Like it or not, pension accounts (401(k)s, IRAs, 403(b)s and the like) have replaced traditional pensions. These pensions, called defined-benefit plans, provided a paycheck for life—at your employers expense. It was an expensive promise to make, which is why few private employers offer them anymore. Over the years the pension funds figured out the most effective way to invest their assets in order to pay pensions’ promises (even if they didn’t always follow it). They invested in risky assets, which sometimes got them in trouble, to try and make up for what they were not contributing. And when they had enough money, they bought bonds that paid-out what they needed to pay pensioners each year. It’s a form of goal-based investing. The idea is defining and targeting a clear investment goal (or any goal in life) increases your odds of achieving what you want.

For some reason this clear-headed thinking doesn’t apply to 401(k)s. Retirement accounts are also supposed to provide a comfortable retirement income, but most of us invest our 401(k)s like it’s a mini trust fund. We invest to grow wealth, not income. Wealth and income goals are related (more wealth means more income), and the most effective strategy for each is sometimes the same. But other times it is totally different.

Take the popular target date fund, how many 401(k) accounts are invested. It starts people nearly all in stock when they are young and moves them partially into short-duration bonds as they get older, typically around half bonds when people retire. Unloading risk as you age is probably a good idea. But target date funds hedge the wrong risk: keeping your account balance from falling too much, while keeping soon-to-be retirees in the stock market. An income strategy would include buying annuities (where you hand over your wealth to an insurance company and they make regular payments until you die) or buying bonds that will payout when you need income. Both annuity prices and bond pay-outs depend on long-term interest rates. From a wealth perspective, long term bonds are very risky. If interest rates go up, their prices will drop more than short term bonds will. If you want to keep your wealth from falling, long term bonds are a risky place to be, but from an income perspective they are relatively safe because their prices move with the annuity you plan to buy. (Disclosure: I’ve worked in the finance industry on an investment strategy that hedged buying an annuity at retirement.)

You can’t entirely blame the finance industry for Americans’ wrongheaded investment strategies. Most people have been conditioned to judge investment performance by looking at the size of their account, not the income it could generate.
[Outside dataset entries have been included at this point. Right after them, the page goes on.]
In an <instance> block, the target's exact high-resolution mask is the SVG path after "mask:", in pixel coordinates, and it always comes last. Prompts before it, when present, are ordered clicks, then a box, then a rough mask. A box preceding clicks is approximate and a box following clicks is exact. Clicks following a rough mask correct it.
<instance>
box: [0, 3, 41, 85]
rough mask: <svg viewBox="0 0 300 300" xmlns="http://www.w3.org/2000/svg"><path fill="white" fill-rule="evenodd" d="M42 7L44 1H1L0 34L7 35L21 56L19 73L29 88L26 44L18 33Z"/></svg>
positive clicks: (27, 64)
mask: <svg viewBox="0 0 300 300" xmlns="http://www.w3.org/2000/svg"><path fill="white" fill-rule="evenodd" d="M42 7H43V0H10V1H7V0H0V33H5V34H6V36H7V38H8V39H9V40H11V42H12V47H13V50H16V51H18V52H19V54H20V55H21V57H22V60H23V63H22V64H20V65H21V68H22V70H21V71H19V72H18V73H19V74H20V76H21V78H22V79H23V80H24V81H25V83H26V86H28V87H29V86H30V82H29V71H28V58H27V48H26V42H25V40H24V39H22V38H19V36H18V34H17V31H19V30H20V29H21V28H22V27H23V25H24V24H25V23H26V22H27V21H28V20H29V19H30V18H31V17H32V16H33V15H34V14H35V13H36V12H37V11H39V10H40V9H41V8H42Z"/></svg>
Interest rates are very low, which makes annuities expensive and bonds unappealing. Most people don’t have much saved anyway. According to the 2013 Survey of Consumer Finances, median retirement savings among people nearing retirement (age 55 to 65) is only about $100,000, which only buys $5,000 a year of inflation-protected annuity income. $100,000 sounds much better than $5,000.

But the government is trying to change how people think. As of last year, it’s now easier for 401(k) plan providers to offer deferred annuities as an investment option. The Department of Labor also proposed that 401(k) account statements should include income projections, estimates of how much annuity income their wealth would buy. It may help, but a wealth goal is a hard habit to break.